Abstract

This study aims to investigate the effect of altered structures and functions in severe asthma on particle deposition by using computational fluid dynamics (CFD) models. Airway geometrical models of two healthy subjects and two severe asthmatics were reconstructed from computed tomography (CT) images. Subject-specific flow boundary conditions were obtained by image registration to account for regional functional alterations of severe asthmatics. A large eddy simulation (LES) model for transitional and turbulent flows was applied to simulate airflows, and particle transport simulations were then performed for 2.5, 5, and 10 μm particles using CFD-predicted flow fields. Compared to the healthy subjects, the severe asthmatics had a smaller air-volume change in the lower lobes and a larger air-volume change in the upper lobes. Both severe asthmatics had smaller airway circularity (Cr), but one of them had a significant reduction of hydraulic diameter (Dh). In severe asthmatics, the larger air-volume change in the upper lobes resulted in more particles in the upper lobes, especially for the small 2.5 μm particles. The structural alterations measured by Cr and Dh were associated with a higher particle deposition. Dh was found to be the most important metric which affects the specific location of particle deposition.
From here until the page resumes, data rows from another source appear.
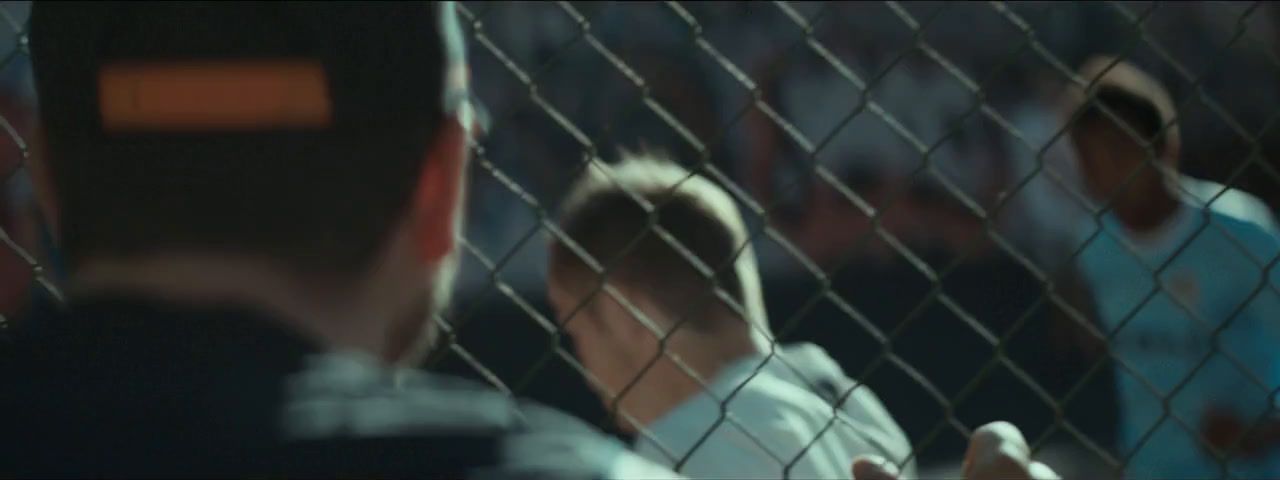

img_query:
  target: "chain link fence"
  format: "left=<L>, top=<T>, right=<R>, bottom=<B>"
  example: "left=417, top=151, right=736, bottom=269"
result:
left=0, top=1, right=1280, bottom=477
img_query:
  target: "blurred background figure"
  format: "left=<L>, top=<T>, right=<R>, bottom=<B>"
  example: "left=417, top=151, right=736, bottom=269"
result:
left=548, top=154, right=915, bottom=479
left=1069, top=56, right=1280, bottom=477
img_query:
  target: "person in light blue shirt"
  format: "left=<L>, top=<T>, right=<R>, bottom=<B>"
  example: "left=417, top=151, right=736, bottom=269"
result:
left=1070, top=58, right=1280, bottom=479
left=548, top=154, right=915, bottom=479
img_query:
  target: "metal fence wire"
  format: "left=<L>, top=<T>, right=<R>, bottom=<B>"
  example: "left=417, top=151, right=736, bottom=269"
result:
left=0, top=1, right=1280, bottom=477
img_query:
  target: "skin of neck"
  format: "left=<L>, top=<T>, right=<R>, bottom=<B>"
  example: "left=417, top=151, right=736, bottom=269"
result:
left=68, top=224, right=429, bottom=361
left=620, top=305, right=765, bottom=433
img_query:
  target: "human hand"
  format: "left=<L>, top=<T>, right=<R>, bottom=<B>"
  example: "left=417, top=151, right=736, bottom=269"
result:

This study demonstrates the relationship of CT-based structural and functional alterations in severe asthma with flow and particle dynamics.

Highlights

  • Asthma is pathologically characterized by combined phenotypes of airflow obstruction, bronchial hyperresponsiveness, and airway inflammation [1]

  • Bronchodilator was performed for both healthy subjects and severe asthmatics to obtain maximal lung functions, and computed tomography (CT) scans were acquired after bronchodilator because the aim of Severe Asthma Research Program (SARP) study was to assess lung function of stable asthma [33]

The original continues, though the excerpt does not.